Fourteen mitochondrial variants in ten genes were consistently associated with eGFR (any equation) both in the Overall and Non-Diabetic Cohorts; additionally, MT-CO1-G6734A and MT-CO3-rs41482146 were associated with eGFRCrea and MT-ND4-rs2853493 with eGFRCreaCysC, in the Non-Diabetic Cohort (Supplementary Tables 5–7 and 10–12). None of the mitochondrial variants showed associations in the Diabetic Cohort. Fifteen mitochondrial variants were associated with SCr (Supplementary Tables 8 and 13) and ten with SCysC (Supplementary Tables 9 and 14) in the Overall and Non-Diabetic Cohorts.

UK-ROI

No mitochondrial variants were associated with CKD or serum variables after multiple comparisons correction (p < 1.9E-03); significant variants from the UKB array rs2854131, rs28359178, rs2853506 and rs2857290 showed consistent directions of effect for eGFRCrea and SCr.

Mitochondrial haplogroups

UK Biobank

Six mitochondrial haplogroups were present in the UKB cohort with a frequency over 3% (H, U, J, T, K and I) (Supplementary Table 15). The mitochondrial haplogroups X, H, U, J and I were associated with a number of the phenotypes investigated at the corrected p-value of 0.05/13 = 0.003846 (Supplementary Table 16). Figure 2 shows the main results for mitochondrial variants and haplogroups associated with some phenotype in the UKB.

Fig. 2
figure 2

Main results for mitochondrial variants and haplogroups associated with some phenotype in the UK Biobank (Expressed as odds ratio (95% confidence interval) for qualitative variables and betas ± standard error for quantitative variables; Colour code: green increases and red decreases the beta estimate; NA: Not Associated). eGFRCrea: eGFR based on serum creatinine. eGFRCreaCysC: eGFR based on both serum creatinine and cystatin C. eGFRCysC: eGFR based on serum cystatin C. SCr: serum creatinine. SCysC: serum cystatin C. Mitochondrial variants are described as Gene | Base Position (GRCh37) | rs identifier | Effect Allele | Alternative Allele

The mitochondrial haplogroup X, defined by the mutations T6221C, C6371T, A13966G, T14470C, T16189C and C16278T, was associated with higher risk of ESKD in both the Overall and Non-Diabetic cohorts of the UKB, but not in the Diabetic Cohort (Supplementary Table 16), as consistently shown by the association of the A13966G mutation (rs41535848) with ESKD in the Non-Diabetic Cohort (OR: 4.971;CI95%: 1.990–12.415; P = 6.0E-04).
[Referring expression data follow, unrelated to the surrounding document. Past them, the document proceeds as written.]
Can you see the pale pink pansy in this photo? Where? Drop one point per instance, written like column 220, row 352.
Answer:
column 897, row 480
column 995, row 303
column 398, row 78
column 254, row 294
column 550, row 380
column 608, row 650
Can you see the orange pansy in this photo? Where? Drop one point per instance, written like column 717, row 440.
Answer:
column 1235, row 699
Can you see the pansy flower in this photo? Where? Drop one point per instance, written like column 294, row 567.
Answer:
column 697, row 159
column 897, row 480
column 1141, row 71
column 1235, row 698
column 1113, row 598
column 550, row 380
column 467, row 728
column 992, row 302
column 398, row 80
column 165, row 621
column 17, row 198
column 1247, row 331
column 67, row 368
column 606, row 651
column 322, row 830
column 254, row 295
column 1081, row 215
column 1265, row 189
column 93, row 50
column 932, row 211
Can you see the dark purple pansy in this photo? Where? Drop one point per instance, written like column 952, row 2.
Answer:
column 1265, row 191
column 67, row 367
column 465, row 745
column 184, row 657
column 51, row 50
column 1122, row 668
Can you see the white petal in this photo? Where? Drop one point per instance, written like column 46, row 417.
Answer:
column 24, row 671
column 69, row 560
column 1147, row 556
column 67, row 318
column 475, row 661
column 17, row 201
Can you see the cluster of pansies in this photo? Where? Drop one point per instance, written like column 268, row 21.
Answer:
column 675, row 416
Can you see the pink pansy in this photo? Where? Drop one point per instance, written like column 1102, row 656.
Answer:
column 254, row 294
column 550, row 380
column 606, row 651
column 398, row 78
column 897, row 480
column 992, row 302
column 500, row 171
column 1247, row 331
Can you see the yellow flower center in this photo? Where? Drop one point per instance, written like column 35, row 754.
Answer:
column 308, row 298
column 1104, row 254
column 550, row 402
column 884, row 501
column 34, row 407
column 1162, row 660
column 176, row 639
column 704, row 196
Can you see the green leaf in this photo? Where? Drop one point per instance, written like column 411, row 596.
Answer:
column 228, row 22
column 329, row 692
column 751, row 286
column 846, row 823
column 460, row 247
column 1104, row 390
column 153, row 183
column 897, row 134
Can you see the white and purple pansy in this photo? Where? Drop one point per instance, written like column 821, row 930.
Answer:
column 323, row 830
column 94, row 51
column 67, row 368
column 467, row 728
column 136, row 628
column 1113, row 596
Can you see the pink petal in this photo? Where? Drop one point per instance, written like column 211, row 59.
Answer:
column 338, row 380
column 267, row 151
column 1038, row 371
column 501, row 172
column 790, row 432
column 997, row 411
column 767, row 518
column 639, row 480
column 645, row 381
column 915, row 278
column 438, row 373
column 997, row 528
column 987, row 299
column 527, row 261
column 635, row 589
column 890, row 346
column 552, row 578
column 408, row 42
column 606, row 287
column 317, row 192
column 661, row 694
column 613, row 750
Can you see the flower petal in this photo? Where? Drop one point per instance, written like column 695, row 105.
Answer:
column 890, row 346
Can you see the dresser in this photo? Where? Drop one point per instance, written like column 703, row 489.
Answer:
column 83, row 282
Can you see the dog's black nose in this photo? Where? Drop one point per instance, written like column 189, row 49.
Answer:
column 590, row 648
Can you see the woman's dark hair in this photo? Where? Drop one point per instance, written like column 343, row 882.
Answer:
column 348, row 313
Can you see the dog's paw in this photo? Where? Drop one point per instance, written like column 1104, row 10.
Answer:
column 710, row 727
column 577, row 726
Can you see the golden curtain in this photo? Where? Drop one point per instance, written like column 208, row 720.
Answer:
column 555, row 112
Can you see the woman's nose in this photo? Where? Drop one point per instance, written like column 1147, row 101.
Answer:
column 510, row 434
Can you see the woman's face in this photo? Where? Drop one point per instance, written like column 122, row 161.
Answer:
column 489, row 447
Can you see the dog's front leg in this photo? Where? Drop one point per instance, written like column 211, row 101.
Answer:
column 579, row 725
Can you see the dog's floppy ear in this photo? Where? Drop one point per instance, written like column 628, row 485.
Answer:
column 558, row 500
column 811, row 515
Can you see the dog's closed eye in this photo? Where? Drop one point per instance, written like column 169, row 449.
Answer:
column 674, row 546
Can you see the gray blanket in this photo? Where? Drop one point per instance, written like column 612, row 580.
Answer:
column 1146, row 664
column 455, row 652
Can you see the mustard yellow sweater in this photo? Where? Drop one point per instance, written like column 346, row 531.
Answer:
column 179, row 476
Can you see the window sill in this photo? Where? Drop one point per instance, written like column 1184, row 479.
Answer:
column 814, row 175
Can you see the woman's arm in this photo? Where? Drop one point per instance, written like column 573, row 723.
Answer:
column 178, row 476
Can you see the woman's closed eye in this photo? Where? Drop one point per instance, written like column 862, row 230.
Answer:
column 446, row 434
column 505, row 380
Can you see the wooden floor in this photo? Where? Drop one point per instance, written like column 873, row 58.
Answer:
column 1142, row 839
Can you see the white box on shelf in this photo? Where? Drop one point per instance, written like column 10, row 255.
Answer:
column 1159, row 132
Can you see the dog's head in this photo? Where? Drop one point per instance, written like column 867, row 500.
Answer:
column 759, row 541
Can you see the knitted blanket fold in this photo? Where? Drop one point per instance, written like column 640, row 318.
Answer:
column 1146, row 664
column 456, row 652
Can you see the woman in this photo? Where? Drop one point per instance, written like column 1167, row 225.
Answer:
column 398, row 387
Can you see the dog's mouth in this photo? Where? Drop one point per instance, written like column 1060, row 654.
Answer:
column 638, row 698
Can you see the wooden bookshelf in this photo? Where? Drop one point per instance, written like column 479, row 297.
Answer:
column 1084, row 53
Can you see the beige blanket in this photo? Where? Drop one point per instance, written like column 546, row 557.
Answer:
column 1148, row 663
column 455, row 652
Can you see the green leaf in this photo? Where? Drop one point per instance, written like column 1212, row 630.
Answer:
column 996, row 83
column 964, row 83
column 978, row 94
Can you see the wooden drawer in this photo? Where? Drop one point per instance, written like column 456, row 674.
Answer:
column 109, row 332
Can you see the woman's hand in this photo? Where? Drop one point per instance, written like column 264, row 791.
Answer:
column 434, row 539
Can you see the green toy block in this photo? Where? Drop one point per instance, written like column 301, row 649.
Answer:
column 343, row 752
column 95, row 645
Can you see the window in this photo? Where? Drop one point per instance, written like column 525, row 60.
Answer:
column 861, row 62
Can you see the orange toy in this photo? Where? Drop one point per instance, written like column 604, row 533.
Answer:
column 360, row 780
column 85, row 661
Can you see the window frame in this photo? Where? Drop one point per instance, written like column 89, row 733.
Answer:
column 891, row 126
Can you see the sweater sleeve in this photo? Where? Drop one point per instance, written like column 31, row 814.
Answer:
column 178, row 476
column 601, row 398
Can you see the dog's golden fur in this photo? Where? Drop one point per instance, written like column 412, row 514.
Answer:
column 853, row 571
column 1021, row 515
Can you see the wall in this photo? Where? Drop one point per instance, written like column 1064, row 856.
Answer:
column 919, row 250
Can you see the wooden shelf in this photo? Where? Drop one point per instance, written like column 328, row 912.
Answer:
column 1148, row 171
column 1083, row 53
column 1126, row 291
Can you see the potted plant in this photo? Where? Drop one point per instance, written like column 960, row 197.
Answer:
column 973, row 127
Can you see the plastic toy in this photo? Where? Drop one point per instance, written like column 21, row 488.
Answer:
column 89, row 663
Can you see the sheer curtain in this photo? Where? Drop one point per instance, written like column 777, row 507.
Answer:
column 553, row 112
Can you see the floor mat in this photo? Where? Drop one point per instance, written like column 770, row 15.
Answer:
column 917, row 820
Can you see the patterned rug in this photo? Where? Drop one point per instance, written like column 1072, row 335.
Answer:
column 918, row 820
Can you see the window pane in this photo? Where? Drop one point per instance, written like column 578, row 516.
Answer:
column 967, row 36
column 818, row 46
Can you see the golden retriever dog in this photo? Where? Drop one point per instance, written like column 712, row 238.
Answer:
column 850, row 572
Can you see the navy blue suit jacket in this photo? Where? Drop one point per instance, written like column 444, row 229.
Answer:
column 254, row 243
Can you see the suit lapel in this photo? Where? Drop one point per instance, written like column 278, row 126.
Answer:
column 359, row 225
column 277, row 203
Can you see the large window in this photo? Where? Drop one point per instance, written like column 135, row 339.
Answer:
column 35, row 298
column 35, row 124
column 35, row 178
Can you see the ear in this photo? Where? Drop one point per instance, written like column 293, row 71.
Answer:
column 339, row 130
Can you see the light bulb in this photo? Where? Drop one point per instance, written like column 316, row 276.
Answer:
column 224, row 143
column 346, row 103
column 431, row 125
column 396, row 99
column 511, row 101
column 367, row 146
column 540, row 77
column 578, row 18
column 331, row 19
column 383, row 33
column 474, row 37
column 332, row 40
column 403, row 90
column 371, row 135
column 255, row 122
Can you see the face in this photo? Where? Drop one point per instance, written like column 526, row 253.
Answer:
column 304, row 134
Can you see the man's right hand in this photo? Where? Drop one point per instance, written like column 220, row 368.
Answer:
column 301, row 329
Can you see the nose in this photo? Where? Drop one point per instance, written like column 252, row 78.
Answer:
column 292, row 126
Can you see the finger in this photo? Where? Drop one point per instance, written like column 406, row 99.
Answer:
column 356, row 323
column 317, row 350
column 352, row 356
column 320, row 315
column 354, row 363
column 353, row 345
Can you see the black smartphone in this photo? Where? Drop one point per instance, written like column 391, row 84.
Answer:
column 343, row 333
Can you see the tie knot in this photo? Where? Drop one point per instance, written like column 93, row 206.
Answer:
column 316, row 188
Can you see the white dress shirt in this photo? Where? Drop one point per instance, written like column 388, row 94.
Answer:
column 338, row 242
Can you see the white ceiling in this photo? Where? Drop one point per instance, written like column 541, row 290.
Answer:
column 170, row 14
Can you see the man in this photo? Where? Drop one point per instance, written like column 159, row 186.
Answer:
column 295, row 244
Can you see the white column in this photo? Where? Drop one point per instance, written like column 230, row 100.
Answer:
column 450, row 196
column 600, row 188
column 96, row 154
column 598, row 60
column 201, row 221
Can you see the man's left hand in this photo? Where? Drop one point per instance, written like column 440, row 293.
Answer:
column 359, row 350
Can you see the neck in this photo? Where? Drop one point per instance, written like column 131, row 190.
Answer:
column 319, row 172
The mitochondrial haplogroup H, defined by the mutations G2706A (rs2854128) and T7028C, was associated with all the serum variables across all cohorts (Supplementary Table 16), as consistently shown by those two mutations in the Overall and Non-Diabetic cohorts (Supplementary Tables 6–14).

The mitochondrial haplogroup U, defined by the A11467G, A12308G and G12372A mutations, was associated with all the serum variables in both the Overall and Non-Diabetic cohorts (Supplementary Table 16), as seen with the A11467G (rs2853493) for eGFRCreaCysC in the Non-Diabetic cohort (Supplementary Table 12) and G12372A (rs2853499) for all serum variables in the Overall and Non-Diabetic cohorts (Supplementary Tables 6–11;13;14).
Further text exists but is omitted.